Using My Voice

I didn’t write anything last week because I’m neck-deep in writing two papers about refugees for my master’s degree. I took two classes this semester against my better judgment (along with working a full-time job) but when this semester ends next month, I’ll only have two classes left to finish (plus two degree papers and the required comprehensive exams). I can almost taste freedom. I began this journey in 2013 when I entered the TESOL graduate certificate program, but it was only last summer that I made the decision to go for the Master’s in Applied Second Language Acquisition. A masters has been on my bucket list for many years but I didn’t really think I’d ever actually do it. But here I am. Doing it. It’s pretty painful right now, but that will just make it sweeter in the end.
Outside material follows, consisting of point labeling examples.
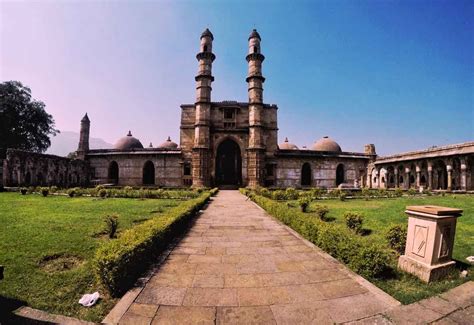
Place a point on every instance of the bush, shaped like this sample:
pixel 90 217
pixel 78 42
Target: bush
pixel 279 195
pixel 396 237
pixel 411 191
pixel 303 203
pixel 291 193
pixel 354 221
pixel 71 192
pixel 111 225
pixel 336 240
pixel 45 191
pixel 103 193
pixel 321 211
pixel 118 263
pixel 398 192
pixel 317 193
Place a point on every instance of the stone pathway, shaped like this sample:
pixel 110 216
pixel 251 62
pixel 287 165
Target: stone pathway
pixel 238 265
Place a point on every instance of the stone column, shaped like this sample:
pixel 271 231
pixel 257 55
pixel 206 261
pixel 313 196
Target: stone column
pixel 418 176
pixel 397 180
pixel 463 177
pixel 430 177
pixel 449 169
pixel 407 178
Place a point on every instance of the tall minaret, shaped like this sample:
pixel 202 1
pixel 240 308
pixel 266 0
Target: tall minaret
pixel 204 78
pixel 255 80
pixel 83 147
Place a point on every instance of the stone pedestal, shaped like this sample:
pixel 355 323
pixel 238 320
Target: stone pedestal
pixel 430 241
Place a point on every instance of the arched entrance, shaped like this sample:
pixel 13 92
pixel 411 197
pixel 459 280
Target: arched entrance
pixel 148 173
pixel 228 163
pixel 340 174
pixel 306 175
pixel 113 172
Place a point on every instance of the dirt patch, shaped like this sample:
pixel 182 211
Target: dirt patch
pixel 59 262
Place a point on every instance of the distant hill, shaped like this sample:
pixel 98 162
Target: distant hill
pixel 67 141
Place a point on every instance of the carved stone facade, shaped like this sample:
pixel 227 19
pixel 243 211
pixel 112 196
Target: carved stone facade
pixel 232 143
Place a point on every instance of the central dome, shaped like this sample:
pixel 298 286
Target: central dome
pixel 128 143
pixel 326 144
pixel 168 144
pixel 287 145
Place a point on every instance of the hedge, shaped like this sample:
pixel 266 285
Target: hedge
pixel 367 260
pixel 118 263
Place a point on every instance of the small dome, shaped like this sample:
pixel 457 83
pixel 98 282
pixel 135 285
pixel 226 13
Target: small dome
pixel 326 144
pixel 168 144
pixel 254 34
pixel 207 33
pixel 128 143
pixel 287 146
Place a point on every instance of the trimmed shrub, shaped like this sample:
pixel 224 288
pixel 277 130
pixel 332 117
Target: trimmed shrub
pixel 291 193
pixel 71 192
pixel 398 192
pixel 396 237
pixel 279 195
pixel 118 263
pixel 354 221
pixel 111 225
pixel 303 203
pixel 321 211
pixel 45 191
pixel 103 193
pixel 338 241
pixel 412 191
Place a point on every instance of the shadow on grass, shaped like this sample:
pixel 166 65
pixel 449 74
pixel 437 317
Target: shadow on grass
pixel 8 306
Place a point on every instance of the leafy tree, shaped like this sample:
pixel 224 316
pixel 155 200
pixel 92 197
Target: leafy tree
pixel 24 123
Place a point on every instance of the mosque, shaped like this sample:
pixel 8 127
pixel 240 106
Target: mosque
pixel 234 144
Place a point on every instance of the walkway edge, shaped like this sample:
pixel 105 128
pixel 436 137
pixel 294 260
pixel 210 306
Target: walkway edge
pixel 379 293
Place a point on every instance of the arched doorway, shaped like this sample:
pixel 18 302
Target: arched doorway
pixel 149 173
pixel 306 175
pixel 228 163
pixel 113 172
pixel 340 174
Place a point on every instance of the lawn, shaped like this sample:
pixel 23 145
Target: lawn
pixel 382 213
pixel 33 227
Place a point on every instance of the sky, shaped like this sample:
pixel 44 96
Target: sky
pixel 398 74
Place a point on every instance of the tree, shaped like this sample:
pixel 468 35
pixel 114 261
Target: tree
pixel 24 123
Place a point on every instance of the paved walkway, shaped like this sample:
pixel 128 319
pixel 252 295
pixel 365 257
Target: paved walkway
pixel 237 265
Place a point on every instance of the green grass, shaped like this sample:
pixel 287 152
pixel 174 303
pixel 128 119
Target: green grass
pixel 32 227
pixel 381 214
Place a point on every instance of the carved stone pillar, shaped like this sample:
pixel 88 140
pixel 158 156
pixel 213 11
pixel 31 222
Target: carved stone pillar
pixel 407 178
pixel 430 177
pixel 418 176
pixel 463 177
pixel 449 169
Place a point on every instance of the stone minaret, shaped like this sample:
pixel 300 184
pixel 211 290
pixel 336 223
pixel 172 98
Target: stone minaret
pixel 83 147
pixel 204 78
pixel 255 80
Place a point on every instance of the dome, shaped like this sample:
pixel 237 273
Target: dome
pixel 287 146
pixel 128 143
pixel 326 144
pixel 168 144
pixel 207 33
pixel 254 34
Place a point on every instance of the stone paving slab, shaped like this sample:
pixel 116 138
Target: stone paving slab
pixel 238 265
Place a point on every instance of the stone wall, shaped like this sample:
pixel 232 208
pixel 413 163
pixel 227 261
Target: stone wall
pixel 168 167
pixel 23 168
pixel 323 171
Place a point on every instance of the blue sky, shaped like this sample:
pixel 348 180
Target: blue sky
pixel 399 74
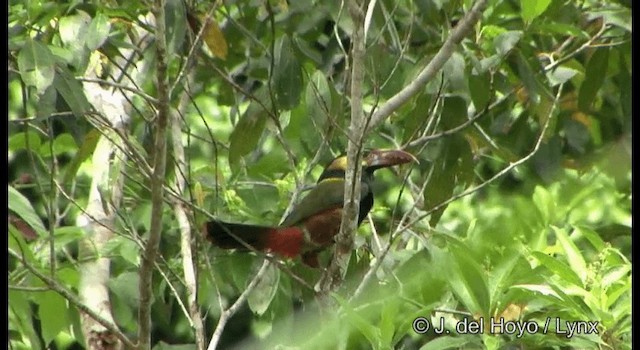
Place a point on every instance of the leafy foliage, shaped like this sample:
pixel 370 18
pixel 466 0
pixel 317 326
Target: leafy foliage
pixel 464 237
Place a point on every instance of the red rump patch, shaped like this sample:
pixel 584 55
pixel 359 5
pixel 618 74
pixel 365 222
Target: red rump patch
pixel 285 241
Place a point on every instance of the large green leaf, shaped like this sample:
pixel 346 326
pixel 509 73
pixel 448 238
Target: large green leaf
pixel 595 72
pixel 20 205
pixel 98 31
pixel 72 92
pixel 530 9
pixel 53 315
pixel 287 75
pixel 246 134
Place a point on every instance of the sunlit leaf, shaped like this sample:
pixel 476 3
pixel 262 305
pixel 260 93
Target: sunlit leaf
pixel 287 75
pixel 214 38
pixel 21 206
pixel 530 9
pixel 36 65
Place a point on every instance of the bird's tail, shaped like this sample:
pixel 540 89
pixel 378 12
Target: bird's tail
pixel 285 241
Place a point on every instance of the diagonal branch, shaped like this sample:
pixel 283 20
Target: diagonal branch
pixel 226 314
pixel 459 32
pixel 157 180
pixel 334 274
pixel 73 299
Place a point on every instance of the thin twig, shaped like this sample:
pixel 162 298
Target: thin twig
pixel 73 299
pixel 138 92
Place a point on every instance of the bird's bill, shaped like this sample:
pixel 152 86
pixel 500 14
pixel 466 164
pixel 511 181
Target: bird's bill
pixel 386 158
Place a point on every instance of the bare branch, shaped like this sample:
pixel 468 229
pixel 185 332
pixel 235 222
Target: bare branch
pixel 73 299
pixel 344 240
pixel 457 34
pixel 157 180
pixel 184 226
pixel 225 315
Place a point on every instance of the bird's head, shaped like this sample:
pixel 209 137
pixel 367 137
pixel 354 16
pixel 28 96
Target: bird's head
pixel 371 160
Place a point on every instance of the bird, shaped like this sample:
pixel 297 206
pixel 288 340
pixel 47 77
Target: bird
pixel 313 223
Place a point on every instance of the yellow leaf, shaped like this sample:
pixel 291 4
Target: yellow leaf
pixel 213 37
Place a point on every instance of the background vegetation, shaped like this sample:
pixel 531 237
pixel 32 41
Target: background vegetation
pixel 520 206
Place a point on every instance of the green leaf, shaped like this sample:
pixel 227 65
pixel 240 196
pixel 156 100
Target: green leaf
pixel 530 9
pixel 63 143
pixel 21 140
pixel 84 152
pixel 20 205
pixel 71 91
pixel 592 236
pixel 595 72
pixel 468 281
pixel 287 75
pixel 318 99
pixel 506 41
pixel 36 65
pixel 545 204
pixel 246 134
pixel 98 31
pixel 558 268
pixel 262 295
pixel 73 33
pixel 53 315
pixel 561 75
pixel 20 318
pixel 447 342
pixel 574 255
pixel 480 89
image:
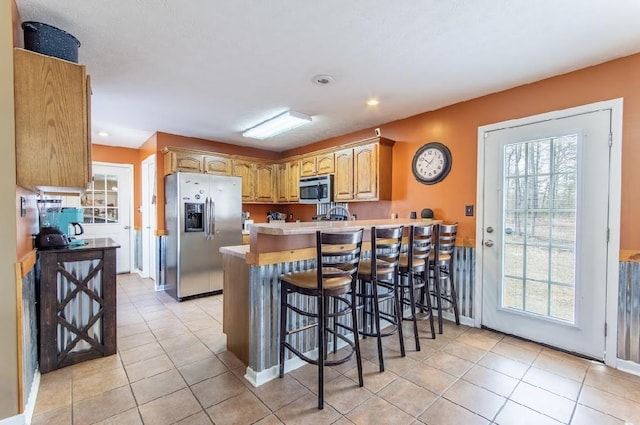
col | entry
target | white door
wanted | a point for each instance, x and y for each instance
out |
(107, 207)
(545, 229)
(148, 266)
I had an amazing opportunity yesterday that I want to share. Earlier in the week a friend messaged me and asked if I’d be interested in speaking to her social work class. I’m quite an introvert, actually and speaking in front of a group is not usually comfortable for me, even though I do have some experience. When my friend mentioned the subject matter she wanted me to share, I immediately said yes. She wanted me to share with her students about my experiences with Muslims. I am passionate about this subject matter. Because I work at a University with people from all over the world, sometimes I forget that I was 50 years old before I met my first Muslim friend. And sometimes I forget that some other people from the Midwest U.S.A. haven’t met or interacted with people who happen to be Muslim.

So I took the day off work and went to visit with a group of students about my friendships and experiences and how much my Muslim friends have taught me and reshaped my thinking about people who are different from me. I was actually amazed myself to see the change in my attitude over the past 4 or 5 years. I am so grateful and a much richer person because of the friendships I have with people who didn’t grow up the same way I did. I have met people from other religions beside Islam as well that I didn’t know about before and I have dear friends who hold to no religious beliefs at all. These people have all made me a better person and I’d dare say even a better Christian because of how their points of view and their very presence in this world and in my world has caused me to reexamine all that I believe and what I consider to be truth.

It breaks my heart when I see hateful articles about Muslims. I feel pain when people make sweeping statements about people they have never met. I try to keep my time on Facebook to a minimum because I grieve every time I see the hateful rhetoric. I know there are evil, hateful people in the world. But they exist in every society. There are hateful, evil people who label themselves Christian. And I’m sure there are people in the world who make sweeping statements about Christians because of it. I can’t control what my friends say or think or believe about Muslims. All I can do is use my voice to tell a different story. And I just hope there are people who are willing to listen.